PNM Resources CEO Jeff Sterba

Right now in Washington, members of Congress are debating a twist to climate control legislation that could lead to a massive corporate giveaway for oil and gas companies.

The Energy & Commerce Committee of the U.S. House of Representatives is considering the American Clean Energy and Security Act of 2009, (ACES) a comprehensive climate and energy legislative package that would limit carbon pollution and require the development of renewable energy. The bill is expected to go on to the full House of Representatives, and later this summer, to the Senate.

The fact that Congress is finally moving to limit carbon pollution by “capping” the overall amount of emissions allowed and issuing permits to emit carbon within those limits is a crucial step toward slowing global warming. Read what Al Gore has to say about it here.

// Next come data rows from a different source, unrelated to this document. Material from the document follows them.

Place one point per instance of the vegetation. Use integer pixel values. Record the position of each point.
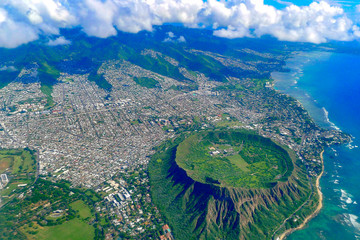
(100, 80)
(20, 167)
(48, 76)
(234, 159)
(50, 211)
(196, 210)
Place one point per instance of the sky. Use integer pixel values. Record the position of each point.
(23, 21)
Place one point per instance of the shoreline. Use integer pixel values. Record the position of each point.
(285, 234)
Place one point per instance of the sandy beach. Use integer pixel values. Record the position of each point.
(308, 218)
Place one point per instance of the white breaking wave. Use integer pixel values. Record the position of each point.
(353, 220)
(326, 115)
(346, 197)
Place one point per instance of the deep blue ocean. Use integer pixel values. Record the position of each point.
(328, 85)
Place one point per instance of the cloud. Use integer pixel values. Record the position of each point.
(23, 21)
(8, 68)
(59, 41)
(171, 37)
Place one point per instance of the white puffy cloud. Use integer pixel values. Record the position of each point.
(171, 37)
(59, 41)
(22, 21)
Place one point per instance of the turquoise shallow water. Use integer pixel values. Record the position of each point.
(328, 85)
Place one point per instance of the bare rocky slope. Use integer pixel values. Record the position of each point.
(196, 210)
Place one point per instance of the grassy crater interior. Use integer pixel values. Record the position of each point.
(234, 159)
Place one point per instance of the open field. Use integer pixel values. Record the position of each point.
(83, 209)
(72, 230)
(233, 158)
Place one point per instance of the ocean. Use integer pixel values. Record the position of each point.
(328, 86)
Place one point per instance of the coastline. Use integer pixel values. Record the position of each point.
(317, 210)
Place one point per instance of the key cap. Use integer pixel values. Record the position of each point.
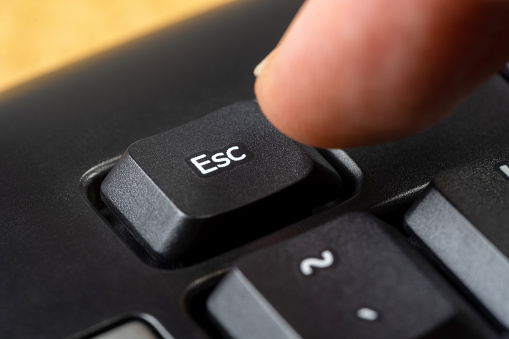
(464, 221)
(177, 192)
(351, 278)
(134, 329)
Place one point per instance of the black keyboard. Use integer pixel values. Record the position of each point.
(144, 195)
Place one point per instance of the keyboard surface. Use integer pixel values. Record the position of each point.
(412, 245)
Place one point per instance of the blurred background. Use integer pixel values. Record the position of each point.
(37, 37)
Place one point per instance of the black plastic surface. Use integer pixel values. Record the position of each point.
(353, 275)
(463, 221)
(63, 270)
(178, 191)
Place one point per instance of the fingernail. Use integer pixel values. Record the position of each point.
(261, 66)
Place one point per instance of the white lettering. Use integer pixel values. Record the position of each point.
(231, 156)
(200, 165)
(223, 161)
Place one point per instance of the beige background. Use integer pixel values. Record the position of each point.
(38, 36)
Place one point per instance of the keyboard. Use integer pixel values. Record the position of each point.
(144, 195)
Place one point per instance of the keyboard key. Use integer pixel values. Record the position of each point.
(134, 329)
(353, 278)
(178, 190)
(463, 221)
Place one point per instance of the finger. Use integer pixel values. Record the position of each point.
(350, 73)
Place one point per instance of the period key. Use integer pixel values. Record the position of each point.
(205, 185)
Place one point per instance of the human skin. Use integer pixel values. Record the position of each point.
(350, 73)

What’s not so great is what Congress may decide to do with the trillions of dollars that could be generated by requiring companies to pay for the permits.

The plan that makes the most sense is to make companies pay for the permits, therefore making them financially responsible for limiting their emissions and forcing them to develop alternative forms of energy. The estimated billions that would be raised by a 100 percent auction of the permits would be returned to energy customers – you and me.

But this week, news emerged that some in Congress are apparently being swayed by the powerful oil and gas companies, who want Congress to agree to give them the permits for free.

New Mexico’s own Jeff Sterba (CEO of PNM Resources) was among a long string of utility executives who told the House committee last month that requiring companies to cap carbon emissions and develop alternate forms of energy would force them to charge their customers more.

New Mexicans know PNM well.  It’s the company that was just fined $6.9 million for federal and state air quality violations at the coal-fired San Juan Generating Station in the Four Corners. According to the New Mexico Environment Department, it was the largest fine ever levied by the state for air quality violations.

In light of those violations and others, New Mexicans need to question whether we can really trust utility companies to act on their own to reduce carbon emissions.

Moreover, if there is really no penalty for polluting (because the fines will be given right back to energy companies like PNM), then where is their incentive to “pass the savings” back to the consumer?  The whole construct just doesn’t make sense.

Congress needs to resist pressure from the oil and gas industry and hold companies financially responsible for their carbon pollution. Implement the carbon caps – and give the billions of dollars raised by the 100 percent auction of the carbon pollution back to energy consumers where it belongs.